San Francisco Chronicle

Biden urges united front to counter Putin aggression

- By Zeke Miller, Darlene Superville and Geir Moulson Zeke Miller, Darlene Super ville and Geir Moulson are Associated Press writers.

ELMAU, Germany — President Biden and Western allies opened a three-day summit in the Bavarian Alps on Sunday intent on keeping economic fallout from the war in Ukraine from fracturing the global coalition working to punish Russia’s aggression. Britain’s Boris Johnson warned the leaders not to give in to “fatigue” even as Russia launched air strikes against Kyiv.

The Group of Seven leaders are set to announce new bans on imports of Russian gold, the latest in a series of sanctions the club of democracie­s hopes will further isolate Russia economical­ly. They also are looking at possible price caps on energy meant to limit Russian oil and gas profits that Moscow can pump into its war effort.

And following up on a proposal from last year’s G-7 summit, Biden formally opened a global infrastruc­ture partnershi­p designed to counter China’s influence in the developing world. The initiative aims to leverage $600 billion with fellow G-7 countries by 2027 for global infrastruc­ture projects.
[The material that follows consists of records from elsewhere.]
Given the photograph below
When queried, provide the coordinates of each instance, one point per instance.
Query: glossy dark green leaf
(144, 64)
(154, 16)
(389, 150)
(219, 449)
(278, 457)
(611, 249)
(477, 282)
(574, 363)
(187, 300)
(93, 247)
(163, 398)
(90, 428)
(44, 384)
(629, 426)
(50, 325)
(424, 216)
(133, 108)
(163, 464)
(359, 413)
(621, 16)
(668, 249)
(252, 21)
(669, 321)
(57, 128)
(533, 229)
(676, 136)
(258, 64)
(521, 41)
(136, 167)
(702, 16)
Some $200 billion would come from the United States, Biden said.

U.S. officials have long argued that China’s infrastruc­ture initiative traps receiving countries in debt and that the investment­s benefit China more than their hosts.
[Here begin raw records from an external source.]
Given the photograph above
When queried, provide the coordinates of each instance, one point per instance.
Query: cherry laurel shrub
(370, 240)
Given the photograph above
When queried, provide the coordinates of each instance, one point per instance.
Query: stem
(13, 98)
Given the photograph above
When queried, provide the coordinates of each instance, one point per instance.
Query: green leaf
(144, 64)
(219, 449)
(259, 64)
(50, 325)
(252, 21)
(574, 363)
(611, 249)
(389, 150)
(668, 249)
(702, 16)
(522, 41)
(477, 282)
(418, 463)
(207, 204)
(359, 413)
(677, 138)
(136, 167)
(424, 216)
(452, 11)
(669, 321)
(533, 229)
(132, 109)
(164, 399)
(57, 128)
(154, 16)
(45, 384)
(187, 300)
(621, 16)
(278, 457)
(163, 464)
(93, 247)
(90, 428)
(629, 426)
In a pre-summit show of force, Russia launched its first missile strikes against the Ukrainian capital in three weeks, striking at least two residentia­l buildings, according to Kyiv Mayor Vitali Klitschko.

“We have to stay together, because Putin has been counting on, from the beginning, that somehow NATO and the G-7 would splinter, but we haven’t and we’re not going to,” Biden said during a meeting with German Chancellor Olaf Scholz, who holds the G-7’s rotating presidency and is hosting the gathering.

Biden and his counterpar­ts were using the gathering to discuss how to secure energy supplies and tackle inflation triggered by the war’s fallout.

Johnson, for his part, urged fellow leaders not to give in to “fatigue.” He has expressed concern that divisions may emerge in the pro-Ukraine alliance as the war grinds on.

Biden and the leaders of Britain, Canada, France, Germany, Italy and Japan, plus the EU, spent Sunday in both formal and informal settings discussing the war’s effects on the global economy, including inflation.

The ban on imports of gold from Russia is expected to be formally announced Tuesday as the leaders wind up their annual summit. Gold, in recent years, has been the top Russian export after energy — reaching almost $19 billion or about 5% of global gold exports in 2020, according to the White House.